I’m trying to install a Composer package in one of my Local sites:
composer require noweh/twitter-api-v2-php
But I get the following error message:
[Composer\Downloader\TransportException]
The "https://repo.packagist.org/packages.json" file could not be downloaded: SSL operation failed with code 1. OpenSSL Error messages:
error:1416F086:SSL routines:tls_process_server_certificate:certificate verify failed
Failed to enable crypto
failed to open stream: operation failed
What steps can be taken to replicate the issue? Feel free to include screenshots, videos, etc
Open Terminal inside of a Local project and run:
composer require noweh/twitter-api-v2-php
System Details
Local Version: Version 9.0.3+6684
Operating System (OS) and OS version: MacOS 14.0 (23A344)
Security Reminder
Local does a pretty good job of scrubbing private info from the logs and the errors it produces, however there’s always the possibility that something private can come through. Because these are public forums, always review the screenshots you are sharing to make sure there isn’t private info like passwords being displayed.
I found some resources for this that mentioned it could be a system clock issue and to ensure that your system clock is accurate. SSL certificates might fail verification if your system clock is significantly out of sync.
“Most common cause of this error is out of sync date/time, check what is your machine’s local time and use commands like ntp or chrony to sync your time. If you are having this problem in a docker container, the container would be using your host time. However, putting the computer in hibernate mode would make the time lock up. the only solution is to restart the whole computer.”
I found a lot of variants of this error on https://stackoverflow.com/ and https://github.com/ so if you’re still having trouble after checking that, then you might try doing some searching in their forums to see if anything else is fruitful.
I don’t see how they would get out of sync. My Mac sets time automatically. The only solution for this I saw if it is indeed the answer is to restart the computer.
I can’t reproduce this on Local 9.0.3 so far using Local’s composer (via “Site Shell”) or my system composer. (Example below with Local’s composer.)

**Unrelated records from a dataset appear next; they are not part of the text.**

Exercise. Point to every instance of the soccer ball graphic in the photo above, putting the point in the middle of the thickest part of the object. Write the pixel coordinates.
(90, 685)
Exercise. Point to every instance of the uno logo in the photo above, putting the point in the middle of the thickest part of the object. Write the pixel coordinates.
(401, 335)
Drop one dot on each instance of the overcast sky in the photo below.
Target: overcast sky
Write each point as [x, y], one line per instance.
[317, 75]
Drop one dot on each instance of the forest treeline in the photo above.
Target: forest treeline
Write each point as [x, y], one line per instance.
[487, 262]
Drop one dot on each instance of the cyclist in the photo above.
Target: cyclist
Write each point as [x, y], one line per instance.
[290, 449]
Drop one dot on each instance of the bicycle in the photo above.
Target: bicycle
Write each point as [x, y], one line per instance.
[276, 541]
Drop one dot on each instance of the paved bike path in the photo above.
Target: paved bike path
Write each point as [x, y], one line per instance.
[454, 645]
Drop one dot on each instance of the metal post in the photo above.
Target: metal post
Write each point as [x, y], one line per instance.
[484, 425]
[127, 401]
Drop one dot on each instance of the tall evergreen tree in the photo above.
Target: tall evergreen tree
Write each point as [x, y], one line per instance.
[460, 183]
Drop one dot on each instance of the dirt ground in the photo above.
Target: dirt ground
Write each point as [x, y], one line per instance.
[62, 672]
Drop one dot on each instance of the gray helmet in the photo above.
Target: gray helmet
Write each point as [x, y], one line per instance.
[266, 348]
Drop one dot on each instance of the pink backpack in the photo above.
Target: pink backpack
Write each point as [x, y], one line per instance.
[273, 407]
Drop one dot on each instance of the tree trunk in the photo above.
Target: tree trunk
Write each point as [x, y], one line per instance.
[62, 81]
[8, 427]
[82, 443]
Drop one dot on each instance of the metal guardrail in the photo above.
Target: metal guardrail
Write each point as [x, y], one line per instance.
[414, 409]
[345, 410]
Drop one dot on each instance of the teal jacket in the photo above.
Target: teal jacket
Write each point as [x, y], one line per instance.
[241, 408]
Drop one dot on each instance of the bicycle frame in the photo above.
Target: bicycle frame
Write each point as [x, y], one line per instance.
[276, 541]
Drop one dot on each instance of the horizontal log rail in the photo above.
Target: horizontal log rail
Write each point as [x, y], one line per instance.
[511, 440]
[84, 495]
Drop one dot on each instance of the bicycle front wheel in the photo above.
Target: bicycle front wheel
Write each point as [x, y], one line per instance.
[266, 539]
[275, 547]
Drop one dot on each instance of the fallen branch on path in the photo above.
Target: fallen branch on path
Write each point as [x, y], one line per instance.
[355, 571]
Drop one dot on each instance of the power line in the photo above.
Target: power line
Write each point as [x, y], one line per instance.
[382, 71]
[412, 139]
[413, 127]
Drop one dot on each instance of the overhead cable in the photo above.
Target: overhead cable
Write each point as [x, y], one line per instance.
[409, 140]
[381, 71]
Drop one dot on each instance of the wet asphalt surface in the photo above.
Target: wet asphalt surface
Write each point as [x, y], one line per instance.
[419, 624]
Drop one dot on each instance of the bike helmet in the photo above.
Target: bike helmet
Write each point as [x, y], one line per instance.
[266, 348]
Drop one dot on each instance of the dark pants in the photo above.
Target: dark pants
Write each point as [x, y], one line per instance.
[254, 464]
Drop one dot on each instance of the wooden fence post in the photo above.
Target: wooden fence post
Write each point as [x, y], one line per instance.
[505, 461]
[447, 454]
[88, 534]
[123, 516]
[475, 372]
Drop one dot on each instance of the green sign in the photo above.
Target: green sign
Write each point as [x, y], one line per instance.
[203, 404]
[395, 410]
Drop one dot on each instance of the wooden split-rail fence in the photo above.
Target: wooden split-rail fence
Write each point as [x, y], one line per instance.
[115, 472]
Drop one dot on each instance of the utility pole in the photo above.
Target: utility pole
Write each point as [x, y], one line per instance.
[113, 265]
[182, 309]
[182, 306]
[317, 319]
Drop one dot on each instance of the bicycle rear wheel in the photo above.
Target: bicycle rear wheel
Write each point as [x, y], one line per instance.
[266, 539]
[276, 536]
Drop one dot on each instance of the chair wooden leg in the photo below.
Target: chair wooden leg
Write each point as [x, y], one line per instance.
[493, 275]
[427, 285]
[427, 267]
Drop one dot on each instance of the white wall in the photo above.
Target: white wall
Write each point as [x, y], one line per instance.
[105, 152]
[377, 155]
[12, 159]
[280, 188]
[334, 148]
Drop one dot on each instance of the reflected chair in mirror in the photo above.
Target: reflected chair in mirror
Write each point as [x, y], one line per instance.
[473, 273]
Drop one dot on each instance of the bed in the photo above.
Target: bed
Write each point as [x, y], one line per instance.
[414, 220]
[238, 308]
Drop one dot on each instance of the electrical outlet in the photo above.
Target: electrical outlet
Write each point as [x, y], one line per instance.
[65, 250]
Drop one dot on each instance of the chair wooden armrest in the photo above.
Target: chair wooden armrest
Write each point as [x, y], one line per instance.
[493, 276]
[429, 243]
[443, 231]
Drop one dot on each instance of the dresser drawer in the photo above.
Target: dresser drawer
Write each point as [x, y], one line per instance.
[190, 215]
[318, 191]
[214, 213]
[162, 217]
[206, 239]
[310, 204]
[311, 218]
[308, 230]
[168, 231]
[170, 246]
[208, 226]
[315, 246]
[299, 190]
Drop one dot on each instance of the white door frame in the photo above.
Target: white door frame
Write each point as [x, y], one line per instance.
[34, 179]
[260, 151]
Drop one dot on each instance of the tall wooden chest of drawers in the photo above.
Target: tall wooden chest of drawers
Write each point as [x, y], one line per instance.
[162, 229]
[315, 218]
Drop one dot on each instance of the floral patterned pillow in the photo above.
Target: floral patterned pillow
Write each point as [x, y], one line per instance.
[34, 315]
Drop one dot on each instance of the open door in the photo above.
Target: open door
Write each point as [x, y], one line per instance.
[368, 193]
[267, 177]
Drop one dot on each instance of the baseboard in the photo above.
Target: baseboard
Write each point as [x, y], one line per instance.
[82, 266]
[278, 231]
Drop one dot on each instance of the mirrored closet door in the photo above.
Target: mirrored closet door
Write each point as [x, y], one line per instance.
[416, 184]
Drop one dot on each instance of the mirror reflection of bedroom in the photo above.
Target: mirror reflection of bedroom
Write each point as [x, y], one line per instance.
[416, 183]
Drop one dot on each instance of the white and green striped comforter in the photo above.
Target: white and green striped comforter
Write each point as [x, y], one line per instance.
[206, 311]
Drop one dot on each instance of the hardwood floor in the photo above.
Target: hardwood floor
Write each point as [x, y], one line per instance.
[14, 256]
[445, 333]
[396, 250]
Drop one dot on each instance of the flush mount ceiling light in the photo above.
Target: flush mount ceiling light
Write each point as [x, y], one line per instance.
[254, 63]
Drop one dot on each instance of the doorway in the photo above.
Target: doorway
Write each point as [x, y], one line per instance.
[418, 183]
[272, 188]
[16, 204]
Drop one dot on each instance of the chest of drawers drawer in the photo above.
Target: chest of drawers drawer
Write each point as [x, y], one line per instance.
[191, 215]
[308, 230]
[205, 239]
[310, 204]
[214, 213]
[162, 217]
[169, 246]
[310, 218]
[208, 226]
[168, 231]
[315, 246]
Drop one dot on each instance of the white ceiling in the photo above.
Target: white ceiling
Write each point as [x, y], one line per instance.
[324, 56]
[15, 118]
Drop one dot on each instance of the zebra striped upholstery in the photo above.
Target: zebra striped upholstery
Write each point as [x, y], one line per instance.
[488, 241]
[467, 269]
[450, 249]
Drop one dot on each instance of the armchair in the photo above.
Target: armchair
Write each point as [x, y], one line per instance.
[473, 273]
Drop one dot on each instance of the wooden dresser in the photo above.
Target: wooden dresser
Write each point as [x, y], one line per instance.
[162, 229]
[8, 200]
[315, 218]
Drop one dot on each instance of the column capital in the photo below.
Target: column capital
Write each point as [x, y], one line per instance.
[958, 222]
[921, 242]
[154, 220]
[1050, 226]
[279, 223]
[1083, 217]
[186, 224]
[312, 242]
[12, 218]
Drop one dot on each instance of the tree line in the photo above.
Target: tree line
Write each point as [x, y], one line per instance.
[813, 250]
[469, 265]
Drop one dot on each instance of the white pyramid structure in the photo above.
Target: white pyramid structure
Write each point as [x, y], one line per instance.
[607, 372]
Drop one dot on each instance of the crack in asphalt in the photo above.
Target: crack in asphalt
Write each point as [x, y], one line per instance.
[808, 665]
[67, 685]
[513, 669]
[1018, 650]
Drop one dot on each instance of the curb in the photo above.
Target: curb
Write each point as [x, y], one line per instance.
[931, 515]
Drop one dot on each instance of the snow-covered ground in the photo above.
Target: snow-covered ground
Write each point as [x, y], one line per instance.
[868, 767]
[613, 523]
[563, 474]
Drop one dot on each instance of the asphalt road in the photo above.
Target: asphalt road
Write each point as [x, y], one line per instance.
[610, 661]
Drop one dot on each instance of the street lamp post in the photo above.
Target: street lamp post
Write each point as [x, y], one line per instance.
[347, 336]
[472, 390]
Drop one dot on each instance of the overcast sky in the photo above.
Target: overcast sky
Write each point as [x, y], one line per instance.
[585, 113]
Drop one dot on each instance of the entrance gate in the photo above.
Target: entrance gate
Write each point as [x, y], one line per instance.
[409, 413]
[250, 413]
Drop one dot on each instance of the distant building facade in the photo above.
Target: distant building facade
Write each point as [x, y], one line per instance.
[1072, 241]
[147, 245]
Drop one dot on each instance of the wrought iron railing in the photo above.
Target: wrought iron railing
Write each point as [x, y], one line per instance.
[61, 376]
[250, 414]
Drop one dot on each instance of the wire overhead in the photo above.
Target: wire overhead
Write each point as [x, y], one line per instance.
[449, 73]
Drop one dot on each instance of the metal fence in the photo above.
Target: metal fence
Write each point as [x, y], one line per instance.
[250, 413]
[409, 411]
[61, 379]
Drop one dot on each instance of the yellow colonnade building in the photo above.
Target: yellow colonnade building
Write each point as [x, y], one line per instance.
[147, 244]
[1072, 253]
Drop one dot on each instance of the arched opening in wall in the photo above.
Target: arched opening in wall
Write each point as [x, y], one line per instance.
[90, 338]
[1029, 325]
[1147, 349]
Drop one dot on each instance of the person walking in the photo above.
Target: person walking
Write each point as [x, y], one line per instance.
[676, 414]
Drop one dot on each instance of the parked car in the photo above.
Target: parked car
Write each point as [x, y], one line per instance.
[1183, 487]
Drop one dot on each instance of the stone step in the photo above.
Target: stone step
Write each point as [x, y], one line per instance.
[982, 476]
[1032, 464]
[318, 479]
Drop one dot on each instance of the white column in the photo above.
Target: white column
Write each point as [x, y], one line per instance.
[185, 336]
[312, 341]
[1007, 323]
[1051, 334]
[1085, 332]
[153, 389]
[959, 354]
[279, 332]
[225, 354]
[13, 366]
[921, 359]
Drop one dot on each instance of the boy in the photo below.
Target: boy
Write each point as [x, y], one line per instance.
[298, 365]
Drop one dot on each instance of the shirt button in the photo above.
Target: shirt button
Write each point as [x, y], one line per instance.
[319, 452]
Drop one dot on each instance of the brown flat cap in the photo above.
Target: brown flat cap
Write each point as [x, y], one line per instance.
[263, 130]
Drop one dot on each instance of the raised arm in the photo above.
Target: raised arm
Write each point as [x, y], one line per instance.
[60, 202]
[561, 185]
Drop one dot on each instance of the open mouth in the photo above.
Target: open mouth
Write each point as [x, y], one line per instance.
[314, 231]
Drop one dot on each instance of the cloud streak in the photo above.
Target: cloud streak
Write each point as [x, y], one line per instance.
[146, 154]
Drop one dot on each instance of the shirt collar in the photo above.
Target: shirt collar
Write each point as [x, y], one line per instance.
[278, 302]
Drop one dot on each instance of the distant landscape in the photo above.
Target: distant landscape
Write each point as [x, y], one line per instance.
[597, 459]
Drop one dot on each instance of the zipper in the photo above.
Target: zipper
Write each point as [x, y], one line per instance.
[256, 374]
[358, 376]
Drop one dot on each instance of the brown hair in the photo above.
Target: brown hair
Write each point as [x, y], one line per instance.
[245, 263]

So this might be system-specific as @Nick-B mentioned. Checking system time and confirming that there’s no VPN or corporate proxy in place that could affect certificate validation are good starting points. You could also try composer clear-cache.
composertest/app/public via 🐘 v8.1.29
> composer require noweh/twitter-api-v2-php
./composer.json has been created
Running composer update noweh/twitter-api-v2-php
Loading composer repositories with package information
Updating dependencies
Lock file operations: 10 installs, 0 updates, 0 removals
- Locking guzzlehttp/guzzle (7.9.2)
- Locking guzzlehttp/oauth-subscriber (0.6.0)
- Locking guzzlehttp/promises (2.0.3)
- Locking guzzlehttp/psr7 (2.7.0)
- Locking noweh/twitter-api-v2-php (3.5.0)
- Locking psr/http-client (1.0.3)
- Locking psr/http-factory (1.1.0)
- Locking psr/http-message (2.0)
- Locking ralouphie/getallheaders (3.0.3)
- Locking symfony/deprecation-contracts (v3.5.0)
Writing lock file
Installing dependencies from lock file (including require-dev)
Package operations: 10 installs, 0 updates, 0 removals
- Installing guzzlehttp/promises (2.0.3): Extracting archive
- Installing ralouphie/getallheaders (3.0.3): Extracting archive
- Installing psr/http-message (2.0): Extracting archive
- Installing psr/http-factory (1.1.0): Extracting archive
- Installing guzzlehttp/psr7 (2.7.0): Extracting archive
- Installing symfony/deprecation-contracts (v3.5.0): Extracting archive
- Installing psr/http-client (1.0.3): Extracting archive
- Installing guzzlehttp/guzzle (7.9.2): Extracting archive
- Installing guzzlehttp/oauth-subscriber (0.6.0): Extracting archive
- Installing noweh/twitter-api-v2-php (3.5.0): Extracting archive
2 package suggestions were added by new dependencies, use `composer suggest` to see details.
Generating autoload files
4 packages you are using are looking for funding.
Use the `composer fund` command to find out more!
No security vulnerability advisories found
Using version ^3.5 for noweh/twitter-api-v2-php
The only other thing that comes to my mind is that the PHP process uses the certificates bundled with WordPress to authenticate with remote servers over HTTPS:
I could maybe see there being issues if the site had a very old version of WordPress, or if there was an issue with the PHP binary finding the location of the ca-bundle.crt file.
@ben.turner yes, I did! Did happen to be related to the PHP version of my system. Composer was not referencing the version of PHP that the Local site instance was set up with, so I had to download PHP 8 on my system with the newly administered certs and then everything was able to update correctly.